Size does win fights when you’ve got a guy that is two to three divisions bigger, and that’s one of the reasons for Haney’s success when he was campaigning at 135.

At the press conference this week, Haney looked like a junior middleweight standing next to Prograis, and that size could be a problem for Regis.

“Maybe, we’ll see,” said Prograis when asked if he thinks Haney will be stronger at 140 than he was at 135. “I expect him to be bigger, and I expect him to be stronger.

“I’d rather not fight in my hometown,” said Regis when asked if he’s bothered fighting in Haney’s hometown of San Francisco, given that he’s the champion. “To me, California is cool.

“I won my second world title. There’s something about California that I do good at. I train here, and I used to live here, so I’m cool about it being in the Bay Arena.

Regis vows to “whip Devin”

“Josh Taylor, that’s the only one,” said Prograis when asked if there are any fights on his resume that he wished he’d fought better. “Against Zorilla, I could have done some things differently. It’s past for me. Now, it’s working for the future.”

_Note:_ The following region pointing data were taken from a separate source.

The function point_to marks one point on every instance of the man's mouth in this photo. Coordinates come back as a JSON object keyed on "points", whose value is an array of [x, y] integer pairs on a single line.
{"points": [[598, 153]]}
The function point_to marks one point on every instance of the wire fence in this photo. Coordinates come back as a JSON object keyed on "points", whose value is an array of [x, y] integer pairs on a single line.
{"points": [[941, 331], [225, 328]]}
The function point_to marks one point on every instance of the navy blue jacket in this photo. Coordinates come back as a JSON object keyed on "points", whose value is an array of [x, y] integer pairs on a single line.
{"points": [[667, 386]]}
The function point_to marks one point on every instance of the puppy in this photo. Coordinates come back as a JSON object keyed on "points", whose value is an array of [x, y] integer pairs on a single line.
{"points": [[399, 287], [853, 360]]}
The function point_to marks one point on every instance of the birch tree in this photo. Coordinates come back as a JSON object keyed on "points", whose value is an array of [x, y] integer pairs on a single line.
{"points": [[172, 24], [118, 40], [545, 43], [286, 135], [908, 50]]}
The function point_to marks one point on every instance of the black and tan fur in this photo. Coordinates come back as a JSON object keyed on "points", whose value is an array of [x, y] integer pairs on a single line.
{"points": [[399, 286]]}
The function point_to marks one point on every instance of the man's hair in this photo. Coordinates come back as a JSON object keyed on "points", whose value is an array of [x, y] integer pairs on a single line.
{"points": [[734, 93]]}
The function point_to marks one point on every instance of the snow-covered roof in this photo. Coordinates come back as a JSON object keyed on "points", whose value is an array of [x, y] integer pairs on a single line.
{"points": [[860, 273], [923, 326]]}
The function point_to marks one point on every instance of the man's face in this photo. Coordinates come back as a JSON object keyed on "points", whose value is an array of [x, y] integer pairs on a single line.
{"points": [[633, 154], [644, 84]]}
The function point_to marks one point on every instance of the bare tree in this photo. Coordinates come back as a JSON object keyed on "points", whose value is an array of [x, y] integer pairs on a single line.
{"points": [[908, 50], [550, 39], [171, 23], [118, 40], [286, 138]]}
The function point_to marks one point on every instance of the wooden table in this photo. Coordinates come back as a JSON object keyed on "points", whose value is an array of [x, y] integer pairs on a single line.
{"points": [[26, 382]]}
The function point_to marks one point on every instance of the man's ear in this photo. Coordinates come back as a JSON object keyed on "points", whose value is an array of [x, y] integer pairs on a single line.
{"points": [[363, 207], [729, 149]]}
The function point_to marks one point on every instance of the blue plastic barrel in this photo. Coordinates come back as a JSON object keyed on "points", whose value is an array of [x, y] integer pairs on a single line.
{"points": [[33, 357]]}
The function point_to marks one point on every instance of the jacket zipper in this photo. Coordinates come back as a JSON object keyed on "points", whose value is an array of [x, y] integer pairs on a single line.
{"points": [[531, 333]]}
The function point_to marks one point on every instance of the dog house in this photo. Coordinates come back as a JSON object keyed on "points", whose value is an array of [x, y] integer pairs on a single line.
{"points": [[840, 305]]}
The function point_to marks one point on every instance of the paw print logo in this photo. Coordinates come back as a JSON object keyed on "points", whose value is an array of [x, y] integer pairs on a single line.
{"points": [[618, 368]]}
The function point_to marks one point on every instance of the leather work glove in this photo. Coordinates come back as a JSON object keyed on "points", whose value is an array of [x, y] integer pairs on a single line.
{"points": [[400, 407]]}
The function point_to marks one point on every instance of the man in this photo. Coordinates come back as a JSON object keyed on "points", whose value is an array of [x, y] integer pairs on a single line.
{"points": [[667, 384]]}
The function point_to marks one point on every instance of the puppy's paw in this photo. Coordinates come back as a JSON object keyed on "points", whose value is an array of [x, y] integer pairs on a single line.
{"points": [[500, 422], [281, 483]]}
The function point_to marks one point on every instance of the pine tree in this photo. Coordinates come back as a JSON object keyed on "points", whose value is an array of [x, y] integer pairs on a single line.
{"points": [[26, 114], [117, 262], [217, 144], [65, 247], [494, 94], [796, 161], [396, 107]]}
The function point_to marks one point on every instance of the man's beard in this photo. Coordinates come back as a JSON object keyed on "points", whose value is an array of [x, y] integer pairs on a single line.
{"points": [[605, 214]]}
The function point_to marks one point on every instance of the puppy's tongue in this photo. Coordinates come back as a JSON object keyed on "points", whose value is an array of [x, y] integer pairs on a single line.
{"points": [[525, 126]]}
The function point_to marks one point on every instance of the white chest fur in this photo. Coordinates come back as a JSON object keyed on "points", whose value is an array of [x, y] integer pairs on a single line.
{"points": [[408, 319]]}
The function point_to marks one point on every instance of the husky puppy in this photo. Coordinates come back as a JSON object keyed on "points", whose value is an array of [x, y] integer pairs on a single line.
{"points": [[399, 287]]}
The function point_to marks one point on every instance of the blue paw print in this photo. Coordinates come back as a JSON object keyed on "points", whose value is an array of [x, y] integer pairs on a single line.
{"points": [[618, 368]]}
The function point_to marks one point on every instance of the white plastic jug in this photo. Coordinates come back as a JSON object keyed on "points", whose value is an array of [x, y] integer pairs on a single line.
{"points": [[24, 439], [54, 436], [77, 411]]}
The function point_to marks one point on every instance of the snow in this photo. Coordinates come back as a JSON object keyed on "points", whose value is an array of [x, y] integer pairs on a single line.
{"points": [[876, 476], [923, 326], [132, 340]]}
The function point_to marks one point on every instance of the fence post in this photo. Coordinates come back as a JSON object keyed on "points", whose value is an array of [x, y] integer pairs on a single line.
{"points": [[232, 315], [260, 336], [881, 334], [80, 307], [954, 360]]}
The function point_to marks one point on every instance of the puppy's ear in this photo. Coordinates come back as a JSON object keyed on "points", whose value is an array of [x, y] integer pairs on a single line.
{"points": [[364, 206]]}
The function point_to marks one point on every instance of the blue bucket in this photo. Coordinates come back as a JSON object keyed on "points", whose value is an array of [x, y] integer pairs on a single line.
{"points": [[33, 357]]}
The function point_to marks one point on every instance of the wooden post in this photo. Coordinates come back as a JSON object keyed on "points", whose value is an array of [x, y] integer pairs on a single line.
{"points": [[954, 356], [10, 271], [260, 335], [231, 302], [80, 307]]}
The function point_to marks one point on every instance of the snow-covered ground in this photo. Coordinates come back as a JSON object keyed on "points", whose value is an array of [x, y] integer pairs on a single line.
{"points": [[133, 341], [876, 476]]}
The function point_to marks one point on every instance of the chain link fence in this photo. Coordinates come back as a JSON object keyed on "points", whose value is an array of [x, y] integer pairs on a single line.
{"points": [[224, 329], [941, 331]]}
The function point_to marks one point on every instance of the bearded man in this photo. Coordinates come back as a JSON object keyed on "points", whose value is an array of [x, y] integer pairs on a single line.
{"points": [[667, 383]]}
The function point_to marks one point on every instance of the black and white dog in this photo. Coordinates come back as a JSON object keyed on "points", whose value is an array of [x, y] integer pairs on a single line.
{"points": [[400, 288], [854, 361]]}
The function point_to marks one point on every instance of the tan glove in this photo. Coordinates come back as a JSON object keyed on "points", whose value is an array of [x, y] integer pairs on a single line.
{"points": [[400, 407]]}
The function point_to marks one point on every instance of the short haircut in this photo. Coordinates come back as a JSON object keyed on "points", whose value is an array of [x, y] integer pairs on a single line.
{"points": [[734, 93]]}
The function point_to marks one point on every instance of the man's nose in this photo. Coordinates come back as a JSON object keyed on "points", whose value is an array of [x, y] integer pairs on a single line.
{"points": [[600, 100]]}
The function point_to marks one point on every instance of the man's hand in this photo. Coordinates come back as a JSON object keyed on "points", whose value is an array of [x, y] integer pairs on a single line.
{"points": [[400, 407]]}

Prograis should have fought from the outside instead of brawling with Josh Taylor in close in their fight in 2019, and that’s why he lost.

In Prograis’ last bout with Danielto Zorrilla, he couldn’t cut off the ring and looked timid to let his hands go when he would trap him. From the outside, Prograis was unable to jab with Zorrilla, and he was at the mercy of him.

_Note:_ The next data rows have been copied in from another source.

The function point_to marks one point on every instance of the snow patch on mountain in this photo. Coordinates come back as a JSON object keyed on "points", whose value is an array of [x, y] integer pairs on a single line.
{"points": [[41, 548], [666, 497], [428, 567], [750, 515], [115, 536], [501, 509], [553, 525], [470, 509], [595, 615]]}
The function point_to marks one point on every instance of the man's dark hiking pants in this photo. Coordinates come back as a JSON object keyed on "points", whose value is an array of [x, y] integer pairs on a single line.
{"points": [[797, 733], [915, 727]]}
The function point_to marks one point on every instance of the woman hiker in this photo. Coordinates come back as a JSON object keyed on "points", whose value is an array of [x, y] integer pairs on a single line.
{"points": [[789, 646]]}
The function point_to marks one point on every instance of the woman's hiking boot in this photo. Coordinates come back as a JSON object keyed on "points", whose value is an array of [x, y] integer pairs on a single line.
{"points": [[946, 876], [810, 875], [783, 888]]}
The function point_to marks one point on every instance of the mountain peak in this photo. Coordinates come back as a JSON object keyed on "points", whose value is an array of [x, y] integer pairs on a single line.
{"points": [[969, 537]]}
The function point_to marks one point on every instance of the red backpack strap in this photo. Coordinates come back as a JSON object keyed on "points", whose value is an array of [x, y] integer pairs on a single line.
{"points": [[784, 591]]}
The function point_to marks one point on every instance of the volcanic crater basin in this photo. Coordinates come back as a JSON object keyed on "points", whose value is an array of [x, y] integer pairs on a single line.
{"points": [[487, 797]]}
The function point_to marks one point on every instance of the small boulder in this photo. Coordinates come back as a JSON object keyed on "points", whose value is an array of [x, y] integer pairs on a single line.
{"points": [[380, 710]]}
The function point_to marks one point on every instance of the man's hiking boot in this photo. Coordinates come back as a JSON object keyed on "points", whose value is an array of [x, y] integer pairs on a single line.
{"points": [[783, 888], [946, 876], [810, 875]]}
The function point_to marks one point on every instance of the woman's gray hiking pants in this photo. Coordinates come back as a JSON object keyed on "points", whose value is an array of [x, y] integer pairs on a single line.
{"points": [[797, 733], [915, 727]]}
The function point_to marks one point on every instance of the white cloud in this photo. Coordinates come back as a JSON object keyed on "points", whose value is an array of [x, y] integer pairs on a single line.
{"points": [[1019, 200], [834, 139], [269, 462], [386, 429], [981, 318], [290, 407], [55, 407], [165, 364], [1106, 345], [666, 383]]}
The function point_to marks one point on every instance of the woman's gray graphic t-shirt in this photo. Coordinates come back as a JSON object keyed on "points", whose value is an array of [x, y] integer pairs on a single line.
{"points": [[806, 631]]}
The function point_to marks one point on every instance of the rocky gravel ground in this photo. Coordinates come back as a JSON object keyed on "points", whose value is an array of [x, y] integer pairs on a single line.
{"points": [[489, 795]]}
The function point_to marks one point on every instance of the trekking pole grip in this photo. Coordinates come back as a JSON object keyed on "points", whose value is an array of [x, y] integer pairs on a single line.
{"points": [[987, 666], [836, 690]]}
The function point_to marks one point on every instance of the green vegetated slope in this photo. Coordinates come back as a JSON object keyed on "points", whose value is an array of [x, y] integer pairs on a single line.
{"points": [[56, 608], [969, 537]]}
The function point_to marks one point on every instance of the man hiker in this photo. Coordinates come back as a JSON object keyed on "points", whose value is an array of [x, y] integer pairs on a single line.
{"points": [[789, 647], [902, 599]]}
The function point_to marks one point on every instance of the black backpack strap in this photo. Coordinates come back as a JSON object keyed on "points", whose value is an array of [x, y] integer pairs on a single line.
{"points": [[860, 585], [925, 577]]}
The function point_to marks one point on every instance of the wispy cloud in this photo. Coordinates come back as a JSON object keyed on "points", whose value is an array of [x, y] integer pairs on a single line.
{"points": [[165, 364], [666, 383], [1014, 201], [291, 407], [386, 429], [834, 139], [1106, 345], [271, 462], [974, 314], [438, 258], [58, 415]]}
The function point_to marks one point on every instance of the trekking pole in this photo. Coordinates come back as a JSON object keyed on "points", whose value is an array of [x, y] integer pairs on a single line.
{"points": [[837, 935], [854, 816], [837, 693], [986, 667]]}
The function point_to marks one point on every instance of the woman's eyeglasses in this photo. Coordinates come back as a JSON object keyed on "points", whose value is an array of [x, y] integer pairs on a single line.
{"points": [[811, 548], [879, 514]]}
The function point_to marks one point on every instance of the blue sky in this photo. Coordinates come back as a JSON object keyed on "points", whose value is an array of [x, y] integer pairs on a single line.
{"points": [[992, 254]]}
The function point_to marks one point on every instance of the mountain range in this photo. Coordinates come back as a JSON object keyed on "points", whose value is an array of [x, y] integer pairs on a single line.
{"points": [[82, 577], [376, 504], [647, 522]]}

“Right now, I’m working on all my holes,” said Prograis. “I feel like I’m in a good position. All that stuff has prepared me for now. All the waiting and frustration. I told everybody I was going to be a two-time world champion. ‘Oh, you’re stupid.’

“I’m about to fight a pay-per-view fight against Devin Haney, and I’m going to whip Devin Haney’s a**. He [Eddie Hearn] told me, ‘We’re going to get you a fight against Haney or Ryan Garcia.

“We’re going get you big fights,’ and that’s what I did. That’s where we are right now. So that was one of the decisions to go to Matchroom,” said Prograis.